Dengan tersenjum dia mendekat tempat pembajaran.
„Kami disekat hudjan keparat ini! Apa bisa mengambil uang sekarang?”
„Sajang tuan ! Tetapi, ah, mari saja tolong! Hendak mengambil tabungan?”
Orang itu mengangguk.
„Tjoba mari lihat kartunja untuk mentjotjokkan !”
„O, ja!” sahut orang itu tersenjum. Dan merogoh sakunja.
Muntjul dari sakunja itu pistol otomatik jang hitam kebiru-biruan. Serentak dengan ini keempat kawannja tadi mengangkat browningnja, masing² ditudjukan pada tiap kassier jang ada disitu.
Seorang djamu jang duduk disudut menanti hudjan terang telah pula ikut ditodong.
„Oké, Komraden, dorong mereka kedinding!” perintah orang bermantel.

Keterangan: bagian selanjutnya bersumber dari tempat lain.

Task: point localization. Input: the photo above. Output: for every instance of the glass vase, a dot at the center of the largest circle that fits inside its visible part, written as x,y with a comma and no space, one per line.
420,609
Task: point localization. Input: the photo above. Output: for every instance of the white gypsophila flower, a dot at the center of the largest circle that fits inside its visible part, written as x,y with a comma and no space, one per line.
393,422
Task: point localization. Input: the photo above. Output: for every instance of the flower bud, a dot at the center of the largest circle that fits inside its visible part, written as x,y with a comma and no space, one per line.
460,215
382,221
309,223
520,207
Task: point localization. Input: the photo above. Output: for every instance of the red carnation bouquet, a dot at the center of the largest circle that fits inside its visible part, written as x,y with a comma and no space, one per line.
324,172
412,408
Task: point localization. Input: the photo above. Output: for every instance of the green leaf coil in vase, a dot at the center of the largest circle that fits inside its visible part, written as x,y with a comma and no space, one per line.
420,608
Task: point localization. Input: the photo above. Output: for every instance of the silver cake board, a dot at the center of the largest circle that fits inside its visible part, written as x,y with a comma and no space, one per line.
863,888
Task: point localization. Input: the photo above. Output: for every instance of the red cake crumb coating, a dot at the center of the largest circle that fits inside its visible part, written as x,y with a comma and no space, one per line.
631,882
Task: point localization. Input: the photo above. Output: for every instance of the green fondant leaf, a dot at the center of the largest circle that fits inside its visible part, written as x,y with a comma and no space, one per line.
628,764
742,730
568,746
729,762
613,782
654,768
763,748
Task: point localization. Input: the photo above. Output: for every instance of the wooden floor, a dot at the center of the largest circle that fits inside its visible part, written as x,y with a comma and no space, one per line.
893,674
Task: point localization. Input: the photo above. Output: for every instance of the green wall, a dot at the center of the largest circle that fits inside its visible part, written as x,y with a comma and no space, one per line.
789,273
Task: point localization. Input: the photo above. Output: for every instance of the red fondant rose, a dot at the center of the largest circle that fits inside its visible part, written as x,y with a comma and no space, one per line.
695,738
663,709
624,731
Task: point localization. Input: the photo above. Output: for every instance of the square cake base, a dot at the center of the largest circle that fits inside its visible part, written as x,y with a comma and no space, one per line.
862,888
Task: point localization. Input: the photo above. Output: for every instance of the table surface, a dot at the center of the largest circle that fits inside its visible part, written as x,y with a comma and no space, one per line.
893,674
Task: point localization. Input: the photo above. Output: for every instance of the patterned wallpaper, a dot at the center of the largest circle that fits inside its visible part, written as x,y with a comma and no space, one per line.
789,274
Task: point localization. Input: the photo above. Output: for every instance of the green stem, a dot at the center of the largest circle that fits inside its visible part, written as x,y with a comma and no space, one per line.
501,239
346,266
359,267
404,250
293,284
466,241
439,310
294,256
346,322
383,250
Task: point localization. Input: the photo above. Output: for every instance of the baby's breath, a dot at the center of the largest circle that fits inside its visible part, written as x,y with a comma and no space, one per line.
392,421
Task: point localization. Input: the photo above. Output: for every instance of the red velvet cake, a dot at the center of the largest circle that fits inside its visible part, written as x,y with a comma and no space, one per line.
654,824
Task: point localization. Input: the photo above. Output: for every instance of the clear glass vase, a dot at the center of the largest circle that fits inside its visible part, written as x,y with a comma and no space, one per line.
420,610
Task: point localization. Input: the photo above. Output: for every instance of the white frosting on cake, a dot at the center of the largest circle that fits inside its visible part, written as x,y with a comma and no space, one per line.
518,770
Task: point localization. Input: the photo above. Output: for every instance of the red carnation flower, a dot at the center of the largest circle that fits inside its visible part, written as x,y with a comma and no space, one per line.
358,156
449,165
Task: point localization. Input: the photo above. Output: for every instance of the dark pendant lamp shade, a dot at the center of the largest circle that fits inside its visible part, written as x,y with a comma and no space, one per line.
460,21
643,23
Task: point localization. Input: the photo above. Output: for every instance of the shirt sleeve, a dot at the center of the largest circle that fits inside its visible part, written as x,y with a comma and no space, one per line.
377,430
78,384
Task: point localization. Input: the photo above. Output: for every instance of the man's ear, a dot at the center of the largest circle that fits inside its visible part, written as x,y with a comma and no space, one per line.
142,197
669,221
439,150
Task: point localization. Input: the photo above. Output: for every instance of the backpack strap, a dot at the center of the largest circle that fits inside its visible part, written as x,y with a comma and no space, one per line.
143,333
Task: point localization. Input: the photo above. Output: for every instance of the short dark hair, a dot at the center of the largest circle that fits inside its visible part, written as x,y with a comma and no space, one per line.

Topinja ditarik dalam-dalam.
„Siapa jang melawan, tembak !”
Dan orang itu mendorong pegawai bank jang hadir disitu beserta djamu jang duduk disudut, semuanja dimasukkan kedalam kluis besar.
950.000 rupiah hilang bersama hilangnja mobil biru didalam hudjan lebat. Tak ada orang tahu dan memperhatikan, karena hudjan jang masih lebat itu.
⁂
Begitulah laporan pada polisi jang saja dengar dari Inspektur Hartojo ketika saja ikut hadir dikantor polisi.
Hal perampokan itu merata sudah pada harian-harian. Lengkap laporan mereka, tetapi djedjak² kemana perampok² itu lari tak seorangpun tahu.
Kassier² serta djamu itu ditanjai sebagai saksi. Jang hanja sanggup dianggap sebagai saksi, ialah kalau perampok-perampok itu sudah tertangkap tangan!
Kapan tertangkap?
Hal inilah jang penting. Tertangkap dulu, baru dibuktikan.